Retired pastor Arthur Campbell at one point walked alongside Bray and offered him encouraging words. "What you're doing as a young person brings hope to me and for my future grandchildren," Campbell told him. "I'm reminded of that story that says that when a butterfly flaps its wings in Brazil, it causes a hurricane in Texas. What you're doing here can make a difference in places you least expect."

Bray hopes that his walk will prompt United Methodists to speak out against the injustice. He doesn’t believe that there can be peace without justice in this world. He continues to say, "Wars and terrorism will continue to persist so long as inequality and intolerance are prevalent."
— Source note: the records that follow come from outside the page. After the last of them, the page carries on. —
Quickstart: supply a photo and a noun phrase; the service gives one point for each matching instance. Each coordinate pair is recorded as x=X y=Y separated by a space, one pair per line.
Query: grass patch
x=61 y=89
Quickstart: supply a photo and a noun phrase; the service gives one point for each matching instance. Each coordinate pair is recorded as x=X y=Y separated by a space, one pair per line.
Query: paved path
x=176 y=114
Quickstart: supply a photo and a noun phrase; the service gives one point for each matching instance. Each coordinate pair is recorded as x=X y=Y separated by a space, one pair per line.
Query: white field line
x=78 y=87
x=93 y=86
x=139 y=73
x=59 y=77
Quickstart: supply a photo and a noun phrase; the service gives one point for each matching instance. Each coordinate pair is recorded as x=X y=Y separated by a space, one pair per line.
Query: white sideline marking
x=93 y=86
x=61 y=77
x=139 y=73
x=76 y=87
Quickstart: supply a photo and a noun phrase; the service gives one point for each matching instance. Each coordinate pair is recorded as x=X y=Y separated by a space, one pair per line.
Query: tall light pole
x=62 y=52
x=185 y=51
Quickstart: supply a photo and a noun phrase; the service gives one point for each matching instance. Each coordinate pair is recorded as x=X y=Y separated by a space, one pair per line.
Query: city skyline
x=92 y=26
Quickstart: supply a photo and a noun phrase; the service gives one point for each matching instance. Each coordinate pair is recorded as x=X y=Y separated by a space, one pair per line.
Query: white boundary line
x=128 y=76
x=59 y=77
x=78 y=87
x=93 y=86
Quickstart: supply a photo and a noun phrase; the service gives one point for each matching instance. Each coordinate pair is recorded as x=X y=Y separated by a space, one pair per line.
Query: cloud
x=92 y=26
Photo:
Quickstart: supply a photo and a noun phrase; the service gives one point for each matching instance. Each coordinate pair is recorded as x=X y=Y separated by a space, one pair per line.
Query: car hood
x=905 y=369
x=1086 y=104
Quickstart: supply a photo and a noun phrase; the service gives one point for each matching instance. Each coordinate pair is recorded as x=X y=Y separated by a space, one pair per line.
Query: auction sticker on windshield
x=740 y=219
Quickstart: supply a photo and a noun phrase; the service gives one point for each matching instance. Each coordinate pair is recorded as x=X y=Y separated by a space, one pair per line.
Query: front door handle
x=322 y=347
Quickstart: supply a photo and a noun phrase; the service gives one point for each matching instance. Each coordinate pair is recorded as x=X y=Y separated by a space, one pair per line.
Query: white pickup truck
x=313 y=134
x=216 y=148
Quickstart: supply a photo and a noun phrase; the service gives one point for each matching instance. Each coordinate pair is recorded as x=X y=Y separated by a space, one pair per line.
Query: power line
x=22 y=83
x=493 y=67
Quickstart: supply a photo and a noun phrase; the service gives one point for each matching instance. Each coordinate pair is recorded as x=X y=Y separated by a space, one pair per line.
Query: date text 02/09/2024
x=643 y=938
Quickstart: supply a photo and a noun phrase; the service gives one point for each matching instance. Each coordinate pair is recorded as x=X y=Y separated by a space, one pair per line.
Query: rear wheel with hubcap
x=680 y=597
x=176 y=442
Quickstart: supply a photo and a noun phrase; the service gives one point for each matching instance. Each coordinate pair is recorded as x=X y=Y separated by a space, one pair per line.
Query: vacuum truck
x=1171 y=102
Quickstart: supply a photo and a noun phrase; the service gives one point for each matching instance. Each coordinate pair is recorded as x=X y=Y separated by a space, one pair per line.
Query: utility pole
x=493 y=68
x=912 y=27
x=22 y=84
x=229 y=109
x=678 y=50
Adam Bray graduated from Mary Washington College in Fredericksburg, Va., and received his US commission from the United Board of Global Ministries. He served as an intern with the United Methodist Board of Church and Society, where he felt he was called to dedicate his life to working for social justice.

During this experience he was surprised by the indifferent reactions he received from many people. "I think this is tragic. The Bible warns us against being lukewarm, and Jesus offers us a terrific model for speaking out and acting out against injustice,” he says.

Bray believes that, “in this time of military buildup and rumored war, it is imperative that our churches care less about being sensitive to differing political views or losing members and just do what is morally right.”

Bray arrived at First United Methodist Church of Olympia several hours ahead of schedule on Sunday, December 1, 2002. He was weary and changed.

"I feel like I did a lot of growing along the way, although it feels too early to process all of it just yet," he says. "But one thing I'm certain of is that I am committed to working for social justice. I know I'll be doing similar things like this walk in the future."